Brian Uridge is a nationally recognized leader in healthcare security with over 30 years of experience in law enforcement and public safety. He serves as the Deputy Director of Public Safety and Security for the University of Michigan and Director of Security for Michigan Medicine, where he oversees the safety of more than 34,000 staff and 3 million annual patient visits. A former Assistant Chief at the Kalamazoo Department of Public Safety and FBI National Academy graduate, Uridge is known for pioneering community policing strategies and advancing safety standards in healthcare environments.
photo credit: Principal Post
Access control is a security mechanism that regulates access to resources within an environment. Access control is an important aspect of hospital security because it ensures that patients, visitors, and only authorized personnel can access designated areas in the hospital.
Most organizations implement access control measures to minimize operational or business risk. There are two major types of access control: logical and physical. Physical access control limits access to rooms, buildings, and physical IT assets. Logical access control regulates access to system files, data, and computer networks.
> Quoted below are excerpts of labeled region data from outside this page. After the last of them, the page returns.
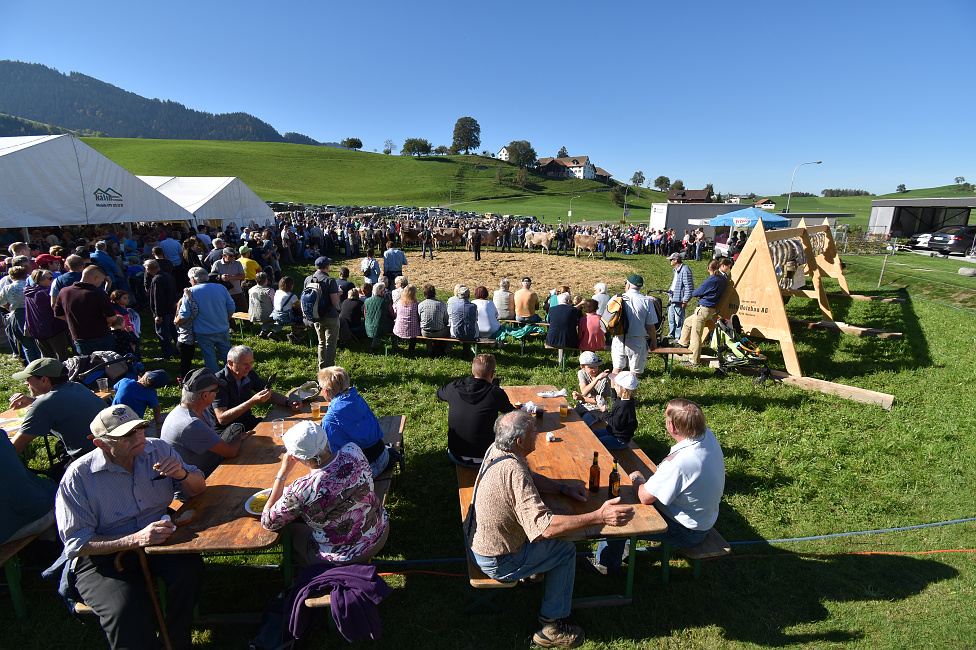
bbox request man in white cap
[597,398,725,573]
[610,273,657,375]
[55,405,207,648]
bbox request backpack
[603,293,630,336]
[299,278,332,323]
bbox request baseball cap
[34,253,61,266]
[146,370,169,388]
[614,370,637,390]
[281,420,329,460]
[88,404,149,438]
[10,357,64,381]
[183,368,227,393]
[580,351,603,367]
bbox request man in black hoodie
[437,354,515,467]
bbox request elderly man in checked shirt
[55,405,207,648]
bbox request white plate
[244,488,271,517]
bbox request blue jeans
[668,302,685,339]
[471,537,576,618]
[195,330,230,372]
[75,334,115,356]
[596,502,708,568]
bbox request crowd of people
[0,218,731,647]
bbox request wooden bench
[456,465,518,613]
[302,415,407,607]
[0,535,37,618]
[610,441,732,582]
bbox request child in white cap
[593,370,637,449]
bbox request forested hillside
[0,61,318,144]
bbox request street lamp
[786,160,823,214]
[567,196,579,223]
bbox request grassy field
[0,246,976,650]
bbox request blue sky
[0,0,976,194]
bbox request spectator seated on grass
[597,398,725,573]
[261,422,389,566]
[112,370,169,438]
[318,366,390,477]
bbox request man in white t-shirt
[597,398,725,572]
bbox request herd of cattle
[359,226,603,257]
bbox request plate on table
[244,488,271,517]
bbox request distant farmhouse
[668,190,712,203]
[536,156,609,181]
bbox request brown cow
[573,235,603,257]
[525,232,556,254]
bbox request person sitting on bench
[597,398,725,573]
[437,353,515,467]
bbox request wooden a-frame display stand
[718,220,901,408]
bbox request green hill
[84,138,664,221]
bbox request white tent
[139,176,274,230]
[0,135,192,228]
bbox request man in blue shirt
[678,260,728,367]
[179,266,234,372]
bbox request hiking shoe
[532,619,586,648]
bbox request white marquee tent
[0,135,192,228]
[139,176,274,230]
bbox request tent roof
[708,208,790,228]
[0,135,191,228]
[139,176,274,227]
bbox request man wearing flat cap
[10,357,105,469]
[610,273,657,375]
[55,405,207,648]
[159,368,252,476]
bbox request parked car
[929,226,976,255]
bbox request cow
[466,228,500,250]
[434,228,462,249]
[573,235,602,257]
[525,232,555,253]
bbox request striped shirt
[54,438,197,557]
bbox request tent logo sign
[93,187,125,208]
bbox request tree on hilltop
[451,117,481,153]
[400,138,432,158]
[508,140,538,167]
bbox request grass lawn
[0,247,976,649]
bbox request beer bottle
[590,451,600,494]
[609,458,620,499]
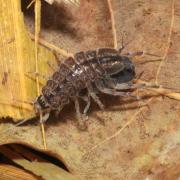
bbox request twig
[86,98,153,154]
[34,0,47,149]
[107,0,118,49]
[29,33,73,57]
[155,0,175,84]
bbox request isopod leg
[88,85,104,110]
[96,83,140,100]
[79,95,91,116]
[74,98,87,130]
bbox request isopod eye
[64,57,75,68]
[86,51,96,60]
[52,72,65,83]
[98,48,118,57]
[59,63,70,76]
[46,80,58,91]
[41,86,51,97]
[75,52,86,64]
[60,95,69,105]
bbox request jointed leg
[74,98,87,130]
[96,82,139,99]
[79,95,91,116]
[88,85,104,110]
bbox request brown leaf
[1,0,180,179]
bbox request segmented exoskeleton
[35,48,145,126]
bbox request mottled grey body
[35,48,139,127]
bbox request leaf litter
[1,0,180,179]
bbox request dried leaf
[0,0,180,179]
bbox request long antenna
[34,0,47,149]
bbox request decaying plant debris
[0,0,180,179]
Considering the delicate nature of the hospital environment, with its strict data security and patient privacy expectations, hospitals and healthcare facilities are under strict obligation to implement strict access control measures.
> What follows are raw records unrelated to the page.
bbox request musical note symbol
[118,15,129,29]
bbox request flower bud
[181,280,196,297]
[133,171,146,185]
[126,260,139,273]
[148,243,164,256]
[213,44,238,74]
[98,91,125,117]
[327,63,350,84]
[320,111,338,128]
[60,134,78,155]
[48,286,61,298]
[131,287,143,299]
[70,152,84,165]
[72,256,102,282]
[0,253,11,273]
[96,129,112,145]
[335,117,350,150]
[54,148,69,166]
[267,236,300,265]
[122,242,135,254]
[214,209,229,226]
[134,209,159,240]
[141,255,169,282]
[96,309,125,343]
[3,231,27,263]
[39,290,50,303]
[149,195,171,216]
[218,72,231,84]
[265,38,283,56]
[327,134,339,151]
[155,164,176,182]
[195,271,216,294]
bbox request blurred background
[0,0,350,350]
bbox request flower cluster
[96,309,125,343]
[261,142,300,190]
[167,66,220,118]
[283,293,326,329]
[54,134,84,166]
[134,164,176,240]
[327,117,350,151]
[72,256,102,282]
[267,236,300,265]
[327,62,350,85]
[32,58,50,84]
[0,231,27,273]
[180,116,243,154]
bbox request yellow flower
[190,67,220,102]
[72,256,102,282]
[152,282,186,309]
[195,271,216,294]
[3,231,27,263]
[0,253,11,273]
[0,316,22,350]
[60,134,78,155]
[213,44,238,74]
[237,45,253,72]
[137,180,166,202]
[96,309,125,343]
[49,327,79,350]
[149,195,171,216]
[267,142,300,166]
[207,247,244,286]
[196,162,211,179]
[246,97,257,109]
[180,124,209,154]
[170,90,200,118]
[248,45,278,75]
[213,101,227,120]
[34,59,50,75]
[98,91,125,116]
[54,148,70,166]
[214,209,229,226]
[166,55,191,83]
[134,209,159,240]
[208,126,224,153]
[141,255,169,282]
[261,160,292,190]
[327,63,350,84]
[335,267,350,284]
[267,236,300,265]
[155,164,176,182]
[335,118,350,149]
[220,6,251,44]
Role-Based Access Control (RBAC) is an important access control strategy that hospitals can implement to ensure that unauthorized individuals do not have access to restricted resources and spaces. As the name implies, RBAC ensures that everyone within the hospital is granted access based on their roles. For instance, doctors and access, due to the nature of their duties, should have full access to patients, medical records, and surgical units. Administrative staff, for instance, should be restricted from operating rooms but have limited access to billing systems and patient records. Visitors and patients should be restricted to designated patient rooms and public waiting areas.
Surveillance and monitoring systems are also non-negotiable when setting up access control mechanisms in the hospital. Healthcare facilities should have closed-circuit television (CCTV) to monitor access points, high-risk areas, and hallways. Pharmacies and medication storage units should be under surveillance to prevent theft or any form of unauthorized access. Hospital data centers should be heavily monitored in order to protect sensitive patient data from breaches. Operating rooms and ICUs are very delicate spaces, so only authorized medical personnel should be allowed to enter.
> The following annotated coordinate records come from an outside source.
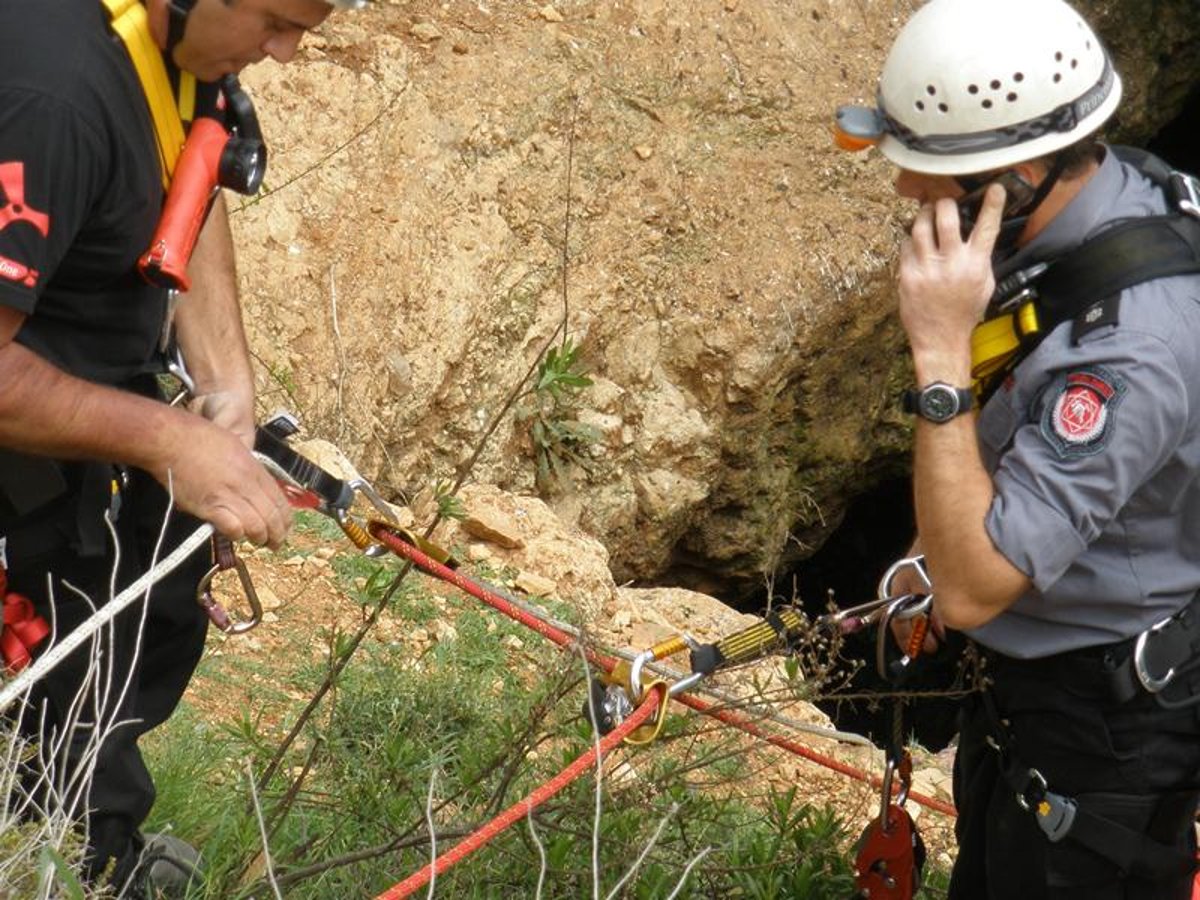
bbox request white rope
[0,524,212,713]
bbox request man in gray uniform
[839,0,1200,900]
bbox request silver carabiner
[876,553,934,600]
[196,557,263,635]
[1133,616,1175,694]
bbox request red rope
[368,522,958,817]
[376,686,666,900]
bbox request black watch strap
[900,382,974,425]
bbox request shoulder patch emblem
[1042,368,1124,457]
[0,162,50,238]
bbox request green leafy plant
[433,479,467,522]
[517,338,600,491]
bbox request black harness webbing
[980,146,1200,401]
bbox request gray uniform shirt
[970,144,1200,659]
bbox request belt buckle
[1133,616,1175,694]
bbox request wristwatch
[900,382,971,425]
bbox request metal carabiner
[196,557,263,635]
[629,634,703,703]
[1133,616,1175,694]
[876,553,934,600]
[875,594,934,680]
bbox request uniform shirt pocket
[976,389,1025,472]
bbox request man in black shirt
[0,0,361,892]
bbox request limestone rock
[439,485,617,623]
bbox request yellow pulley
[971,300,1042,394]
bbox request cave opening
[715,90,1200,749]
[1146,84,1200,175]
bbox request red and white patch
[0,253,37,288]
[1051,372,1116,445]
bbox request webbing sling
[101,0,196,187]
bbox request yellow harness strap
[971,300,1040,395]
[101,0,196,187]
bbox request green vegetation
[517,338,600,491]
[0,516,944,900]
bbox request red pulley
[854,803,925,900]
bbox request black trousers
[0,464,210,877]
[949,642,1200,900]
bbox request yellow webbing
[971,301,1040,394]
[716,610,804,666]
[100,0,189,187]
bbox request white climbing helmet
[838,0,1121,175]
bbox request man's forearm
[175,194,253,398]
[913,415,1028,629]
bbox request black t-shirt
[0,0,166,384]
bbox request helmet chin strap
[955,155,1067,263]
[167,0,196,59]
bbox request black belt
[980,689,1195,880]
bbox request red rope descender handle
[376,683,667,900]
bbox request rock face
[233,0,1198,607]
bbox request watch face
[920,384,959,422]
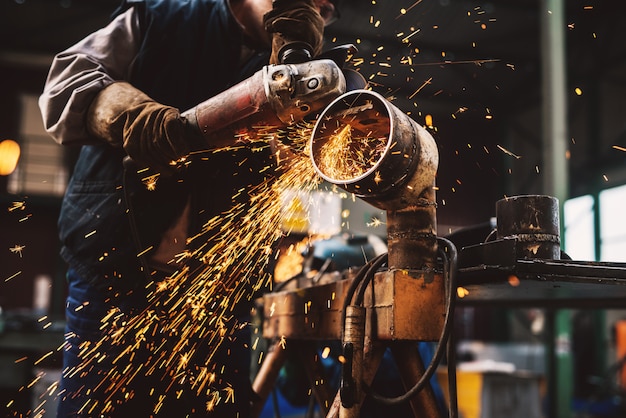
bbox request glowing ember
[317,124,387,180]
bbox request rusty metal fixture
[496,195,561,260]
[311,90,439,270]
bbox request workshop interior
[0,0,626,418]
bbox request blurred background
[0,0,626,417]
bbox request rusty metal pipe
[311,90,439,270]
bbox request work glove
[263,0,324,64]
[86,60,346,174]
[87,81,197,172]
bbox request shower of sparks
[317,124,387,180]
[53,124,319,415]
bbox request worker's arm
[39,8,139,149]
The Health Insurance Portability and Accountability Act (HIPAA) obligates healthcare facilities to take necessary measures to protect a patient’s sensitive health information and data. This means that digital security should be given equal attention as physical security. Hospitals should protect their electronic health records (EHRs) by encrypting and securing logins, protecting them from unauthorized access. Audit logins and monitoring should detect any form of unusual access or activity. Implementing all of these measures also ensures that the healthcare facility is protected from the regulatory risks that come with noncompliance with HIPAA.
Multi-factor authentication (MFA) is a security measure that requires two or more verification methods to grant access, making it significantly harder for unauthorized individuals to gain entry. Common MFA techniques include smart cards or ID badges, where staff scan their credentials to access restricted areas, and biometric authentication, such as fingerprint, retina, or facial recognition scans. Another effective method is one-time passwords (OTPs), which send a temporary code to a registered device for added verification. These extra layers of security help protect patient data and ensure that only authorized personnel can access critical areas.
Hospitals should also implement strict visitor management protocols to maintain security. With a constant flow of visitors, it’s essential to have registration and badge issuance systems in place. Visitors should check in upon arrival and receive a temporary badge indicating their permitted access level. Some sensitive areas, such as intensive care units (ICUs) or surgical wards, may enforce an escort policy, requiring visitors to be accompanied by hospital staff. These measures prevent unauthorized individuals from wandering into restricted zones and help maintain a safe environment for patients and healthcare workers.